Le bisphenol partout, même dans les modèles premium
Les ONG Arnika, Arnika, Ecocenter et leurs consœurs de cinq pays ont décortiqué 180 pièces plastiques issues de 81 best-sellers. Résultat : 98 % des échantillons contiennent du bisphenol A, interdit dans les biberons mais toléré dans les intras auriculaires. Certaines concentrations atteignent 351 mg/kg, soit 35 fois la limite suggérée par l’Agence européenne des produits chimiques.
Le scandale ? Il est légal. Les fabricants remplacent parfois l’A par un S ou un F, molécules cousines aux effets similaires mais pas encore inscrites sur la liste noire de Bruxelles. Le tour de passe-passe classique du chemical shuffle, version 2.0.

Sueur, pores, adolescents : la cocktail party silencieuse
L’alerte ne vient pas d’un risque immédiat d’intoxication aiguë, mais de la chronique : une exposition prolongée, surtout chez les 12-25 ans dont le système hormonal est en pleine construction. La sueur fait office de solvant, la peau d’éponge. Rien n’indique que l’oreille externe soit plus étanche qu’un téton de bouteille.
Les casques bon marché achetés sur Temu ou Shein servent d’amplificateurs : leurs plastiques recyclés mal décontaminés affichent les taux les plus élevés. Le low-cost devient haut risque.

Bruxelles promet une révision… pour 2026
La Commission a déjà financé l’étude, mais la restriction globale sur les bisphenols dans les dispositifs électroniques n’est pas à l’ordre du jour avant deux ans. Pendant ce temps-là, des milliards d’heures d’écoute s’accumuleront dans nos cavités auditives. Le lobbying des grandes marques joue la montre, pendant que nous jouons la montre.

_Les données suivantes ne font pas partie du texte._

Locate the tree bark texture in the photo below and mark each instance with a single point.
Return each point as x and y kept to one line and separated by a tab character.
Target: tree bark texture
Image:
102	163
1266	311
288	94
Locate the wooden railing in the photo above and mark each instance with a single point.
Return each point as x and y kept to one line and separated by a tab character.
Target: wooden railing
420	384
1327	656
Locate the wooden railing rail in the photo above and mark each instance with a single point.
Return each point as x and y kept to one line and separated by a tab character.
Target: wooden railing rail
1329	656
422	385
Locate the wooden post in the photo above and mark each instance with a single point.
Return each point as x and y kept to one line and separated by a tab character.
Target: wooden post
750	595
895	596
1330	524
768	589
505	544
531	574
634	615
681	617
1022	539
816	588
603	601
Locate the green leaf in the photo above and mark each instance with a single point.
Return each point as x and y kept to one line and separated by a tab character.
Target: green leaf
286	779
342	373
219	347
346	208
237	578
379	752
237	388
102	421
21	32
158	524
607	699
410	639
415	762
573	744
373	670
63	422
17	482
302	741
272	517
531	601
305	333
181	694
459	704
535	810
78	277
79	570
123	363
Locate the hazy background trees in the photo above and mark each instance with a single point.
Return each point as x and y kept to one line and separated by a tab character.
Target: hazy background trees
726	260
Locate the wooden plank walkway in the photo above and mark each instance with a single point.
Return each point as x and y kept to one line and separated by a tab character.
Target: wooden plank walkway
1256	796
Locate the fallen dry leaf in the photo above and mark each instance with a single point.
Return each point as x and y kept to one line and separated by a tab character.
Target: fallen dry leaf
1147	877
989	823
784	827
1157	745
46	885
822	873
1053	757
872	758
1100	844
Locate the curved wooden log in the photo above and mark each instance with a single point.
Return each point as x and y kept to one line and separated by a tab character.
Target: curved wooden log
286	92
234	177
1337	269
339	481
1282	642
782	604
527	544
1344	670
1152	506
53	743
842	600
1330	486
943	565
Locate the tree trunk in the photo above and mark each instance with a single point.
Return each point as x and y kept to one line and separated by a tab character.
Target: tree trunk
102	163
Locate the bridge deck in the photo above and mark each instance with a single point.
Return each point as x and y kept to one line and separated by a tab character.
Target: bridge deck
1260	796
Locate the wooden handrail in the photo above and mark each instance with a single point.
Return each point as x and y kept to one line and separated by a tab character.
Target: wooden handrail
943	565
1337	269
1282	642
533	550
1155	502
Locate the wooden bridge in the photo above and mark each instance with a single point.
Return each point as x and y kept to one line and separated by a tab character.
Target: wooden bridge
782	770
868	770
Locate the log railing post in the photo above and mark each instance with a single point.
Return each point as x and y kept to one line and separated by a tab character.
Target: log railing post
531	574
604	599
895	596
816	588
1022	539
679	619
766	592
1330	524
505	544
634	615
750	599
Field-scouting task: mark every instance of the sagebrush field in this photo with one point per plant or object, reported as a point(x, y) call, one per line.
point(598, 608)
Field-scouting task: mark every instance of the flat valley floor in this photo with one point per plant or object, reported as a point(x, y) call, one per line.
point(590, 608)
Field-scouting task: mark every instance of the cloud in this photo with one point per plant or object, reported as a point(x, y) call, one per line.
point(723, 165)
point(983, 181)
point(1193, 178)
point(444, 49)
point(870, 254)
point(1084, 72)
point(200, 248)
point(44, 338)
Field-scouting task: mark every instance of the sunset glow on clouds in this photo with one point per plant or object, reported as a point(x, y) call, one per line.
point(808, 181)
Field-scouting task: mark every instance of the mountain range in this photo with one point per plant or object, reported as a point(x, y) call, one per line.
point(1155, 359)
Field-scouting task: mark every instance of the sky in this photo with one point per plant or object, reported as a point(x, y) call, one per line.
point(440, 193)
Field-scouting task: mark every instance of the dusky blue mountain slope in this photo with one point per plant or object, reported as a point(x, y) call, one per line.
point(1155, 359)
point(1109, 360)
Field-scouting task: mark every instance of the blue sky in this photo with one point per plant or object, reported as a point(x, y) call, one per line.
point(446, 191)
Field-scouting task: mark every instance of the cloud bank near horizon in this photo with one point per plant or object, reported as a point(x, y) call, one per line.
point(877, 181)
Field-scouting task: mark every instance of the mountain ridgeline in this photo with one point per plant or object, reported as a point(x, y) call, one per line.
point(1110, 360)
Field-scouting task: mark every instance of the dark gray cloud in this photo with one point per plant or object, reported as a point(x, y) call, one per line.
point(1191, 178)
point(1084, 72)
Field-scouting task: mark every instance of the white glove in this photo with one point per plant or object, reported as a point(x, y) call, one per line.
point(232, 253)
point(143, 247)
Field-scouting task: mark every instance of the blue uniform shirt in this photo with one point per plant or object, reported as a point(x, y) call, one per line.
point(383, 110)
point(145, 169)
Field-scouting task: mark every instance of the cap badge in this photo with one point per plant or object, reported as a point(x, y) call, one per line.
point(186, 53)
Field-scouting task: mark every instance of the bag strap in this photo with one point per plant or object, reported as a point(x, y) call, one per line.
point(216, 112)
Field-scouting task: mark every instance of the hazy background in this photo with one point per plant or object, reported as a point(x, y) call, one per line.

La leçon est crue : l’innovation ne se mesure plus seulement en débits binaires ou en réduction de bruit active, mais en molécules non genrées pas encore interdites. Tant que la régulation restera en mode « scan après l’écoute », nos oreilles paieront la facture.
Et la facture, pour l’instant, s’élève à 351 mg/kg. Un chiffre qui, au fond, hurle plus fort que toute la playlist Spotify.